By Stacy Karacostas ·
Friday, July 23rd, 2010
More years ago than I care to count, I moved from Georgia to Colorado—ostensibly to finish college. Since I needed to pay in-state tuition rates, I had to live there for a year before starting to school.
Having already been a whitewater raft guide on the Ocoee River in Tennessee, it seemed natural to get a job as a raft guide for the summer. Then, in the winter, I figured I could wait tables in a resort town and learn to ski (it’s a rough life…right?).
I had one small problem though…
I had a dog.
Finding housing in a mountain town can be really difficult. And finding housing with a dog can be close to impossible. So, at first I camped out while I searched for a room to rent.
Lucky for me, my Mom came to visit and decided it was high time I found a place.
Then she promptly embarrassed the heck out of me by asking each and every person we ran into if they knew of any place for rent.
I don’t mean asking acquaintances or coworkers. I’m talking about bank tellers, check out girls, random people on the street, the postman…you name it.
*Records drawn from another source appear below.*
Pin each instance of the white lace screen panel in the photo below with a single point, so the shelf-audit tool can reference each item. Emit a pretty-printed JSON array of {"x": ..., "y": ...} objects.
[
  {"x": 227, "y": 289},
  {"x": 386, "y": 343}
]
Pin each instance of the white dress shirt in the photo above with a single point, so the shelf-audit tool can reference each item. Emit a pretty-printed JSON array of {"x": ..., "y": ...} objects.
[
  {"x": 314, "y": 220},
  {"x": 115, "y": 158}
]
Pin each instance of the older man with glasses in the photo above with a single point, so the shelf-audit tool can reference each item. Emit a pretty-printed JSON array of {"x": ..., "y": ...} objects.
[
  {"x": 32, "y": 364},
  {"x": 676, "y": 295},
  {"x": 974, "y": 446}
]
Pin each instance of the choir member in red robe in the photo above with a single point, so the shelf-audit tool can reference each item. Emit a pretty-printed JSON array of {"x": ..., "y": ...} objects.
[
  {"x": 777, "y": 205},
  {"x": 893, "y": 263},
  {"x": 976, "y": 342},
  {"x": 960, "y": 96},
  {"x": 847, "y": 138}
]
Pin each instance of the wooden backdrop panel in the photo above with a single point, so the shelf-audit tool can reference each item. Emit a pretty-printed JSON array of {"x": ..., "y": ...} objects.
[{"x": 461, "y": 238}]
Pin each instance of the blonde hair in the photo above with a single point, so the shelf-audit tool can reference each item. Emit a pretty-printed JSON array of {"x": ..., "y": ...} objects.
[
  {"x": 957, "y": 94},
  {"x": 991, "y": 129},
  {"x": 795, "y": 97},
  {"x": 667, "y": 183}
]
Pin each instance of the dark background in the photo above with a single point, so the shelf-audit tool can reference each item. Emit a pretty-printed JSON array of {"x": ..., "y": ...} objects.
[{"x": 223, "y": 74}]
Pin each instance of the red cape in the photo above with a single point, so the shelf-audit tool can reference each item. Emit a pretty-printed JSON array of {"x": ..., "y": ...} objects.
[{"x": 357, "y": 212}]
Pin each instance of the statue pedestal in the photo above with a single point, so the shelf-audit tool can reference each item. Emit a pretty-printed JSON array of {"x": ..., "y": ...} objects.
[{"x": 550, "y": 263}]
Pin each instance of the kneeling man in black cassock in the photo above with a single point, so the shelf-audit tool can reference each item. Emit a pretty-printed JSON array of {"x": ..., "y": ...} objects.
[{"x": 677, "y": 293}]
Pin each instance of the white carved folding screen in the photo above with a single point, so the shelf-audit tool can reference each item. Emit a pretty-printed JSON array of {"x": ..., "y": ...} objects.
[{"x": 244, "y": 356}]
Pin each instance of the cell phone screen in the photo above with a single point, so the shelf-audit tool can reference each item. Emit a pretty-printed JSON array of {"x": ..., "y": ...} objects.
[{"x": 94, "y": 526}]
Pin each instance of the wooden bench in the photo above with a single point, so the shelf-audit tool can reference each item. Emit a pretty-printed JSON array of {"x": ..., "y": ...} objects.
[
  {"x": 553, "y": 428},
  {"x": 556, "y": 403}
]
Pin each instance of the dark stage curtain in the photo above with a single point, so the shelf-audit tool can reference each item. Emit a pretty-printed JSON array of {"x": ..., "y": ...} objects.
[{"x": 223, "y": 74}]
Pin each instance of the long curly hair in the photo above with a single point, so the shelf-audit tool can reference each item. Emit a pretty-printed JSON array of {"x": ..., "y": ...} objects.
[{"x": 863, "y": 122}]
Needless to say, I was totally mortified each and every time I heard her utter the words “Let me ask you a question…” in her thick French accent to some total stranger.
I kept begging her to stop until finally she explained her strategy…Something she called the “Three Foot Rule”.
Basically, anytime she needed something, she asked everyone who came within three feet of her if they could help. Or if they knew someone else who might. Until eventually she found what she needed.
Once I realized she wasn’t totally insane I let her keep asking. And you know what?
An amazing thing happened…
Someone (I think it was the bank teller) did know of a cute little studio apartment that had just become vacant. And best of all, it was dog friendly.
I was blown away!
This became one of my most important and valuable life lessons. I promptly began putting the power of the Three Foot Rule to work for me.
When I moved to Breckinridge that winter, I accomplished the unheard of feat of finding a place to live with my dog by literally knocking on doors. This at a time when people I knew were paying rent for couch, foyer or floor space.
Later, I discovered I could use the Three Foot Rule to find almost anything—business or personal. I’ve used it to find quality printers, graphic designers, event locations, hotels, referral partners, real estate agents—even clients.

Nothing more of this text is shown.